How to estimate the resources required to run your job

Avoid unnecessary resources reservation

Some commands can help you define an adequate reservation of resources (cores, memory and walltime). The interest is that if few resources are available on the cluster, a job that needs few resources is likely to be run sooner than a job requiring many resources. Moreover, as your project is being allocated a given volume of CPU hours per year, this allows you to become aware if you are wasting resources.

You can use the « Slurm job efficiency report » (seff) that reports on the efficiency of a job’s CPU and memory utilization. Just launch the command below, once the first execution of the job is complete:

seff <JOBID>

This job made a reservation for 2 nodes whereas one node would have been enough (CPU Efficiency lower than 50%)

The following command will allow you to see what was the memory consumption and the time elapsed for each stage of the job. Thus, you can readjust these parameters for your next executions.

sacct -j <JOBID> --format=jobid,jobname,reqnodes,reqcpus,reqmem,maxrss,averss,elapsed,TotalCPU

If you want to see the information for all your jobs, use this command:

sacct -S <START_DATE> --format=jobid,jobname,reqnodes,reqcpus,reqmem,maxrss,averss,elapsed,cputime,time,start,end -u <USERNAME>

The complete list of columns that can be shown is available here.
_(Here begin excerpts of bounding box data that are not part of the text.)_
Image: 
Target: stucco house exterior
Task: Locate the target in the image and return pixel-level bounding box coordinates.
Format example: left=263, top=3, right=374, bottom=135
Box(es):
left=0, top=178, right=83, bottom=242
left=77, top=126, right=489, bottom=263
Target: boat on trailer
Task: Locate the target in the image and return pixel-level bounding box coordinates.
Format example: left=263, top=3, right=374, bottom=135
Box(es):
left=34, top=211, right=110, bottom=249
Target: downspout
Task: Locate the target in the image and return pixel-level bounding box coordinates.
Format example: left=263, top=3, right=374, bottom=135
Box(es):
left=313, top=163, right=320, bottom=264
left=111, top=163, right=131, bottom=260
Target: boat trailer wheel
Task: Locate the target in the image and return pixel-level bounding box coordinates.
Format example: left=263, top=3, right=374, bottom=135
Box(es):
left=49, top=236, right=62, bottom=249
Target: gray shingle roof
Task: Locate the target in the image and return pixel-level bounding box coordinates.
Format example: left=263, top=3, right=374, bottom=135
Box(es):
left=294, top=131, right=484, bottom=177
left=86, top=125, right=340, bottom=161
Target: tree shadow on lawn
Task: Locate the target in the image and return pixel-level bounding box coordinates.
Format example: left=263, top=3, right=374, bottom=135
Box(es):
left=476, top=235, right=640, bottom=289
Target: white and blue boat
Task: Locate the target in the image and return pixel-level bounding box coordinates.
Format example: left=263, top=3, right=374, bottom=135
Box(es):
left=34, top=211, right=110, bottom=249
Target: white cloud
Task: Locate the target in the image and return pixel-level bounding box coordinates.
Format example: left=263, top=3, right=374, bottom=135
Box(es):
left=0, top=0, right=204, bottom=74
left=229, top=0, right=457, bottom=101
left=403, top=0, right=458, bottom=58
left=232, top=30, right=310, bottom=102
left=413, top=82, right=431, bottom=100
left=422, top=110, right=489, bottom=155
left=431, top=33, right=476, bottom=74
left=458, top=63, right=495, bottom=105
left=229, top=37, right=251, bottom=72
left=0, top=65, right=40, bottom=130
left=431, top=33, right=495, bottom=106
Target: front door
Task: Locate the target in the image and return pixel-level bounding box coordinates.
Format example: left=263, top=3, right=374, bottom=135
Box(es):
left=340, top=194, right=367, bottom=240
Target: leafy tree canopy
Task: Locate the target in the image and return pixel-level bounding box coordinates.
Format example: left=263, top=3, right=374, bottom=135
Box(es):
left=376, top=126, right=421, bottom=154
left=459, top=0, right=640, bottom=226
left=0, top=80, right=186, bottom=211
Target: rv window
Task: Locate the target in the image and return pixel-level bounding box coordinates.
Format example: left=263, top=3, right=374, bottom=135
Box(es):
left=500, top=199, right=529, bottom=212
How to set the amount of memory to be reserved

To set the amount of memory necessary for your job, the Slurm options available to you are as follows:

--mem=
--mem-per-cpu=
--mem-per-gpu=

By default, the specified value is considered to be in Megabytes, but you can change the unit of measurement by adding after it [K|M|G|T].

I increased the number of cores but performance fails to improve

Although a parallel code execution can save significant time compared to execution on a single core, you may notice that the speed of your code execution does not increase in proportion to the number of IT resources used. Indeed, the sequential (= non-parallelizable) portions of your code are not sensitive to the increase in the number of cores. Thus, depending on your code, from a certain number of resources the execution acceleration will reach its maximum threshold and it will therefore be useless to run this code on more resources. For more information on this subject, see Amdahl’s law.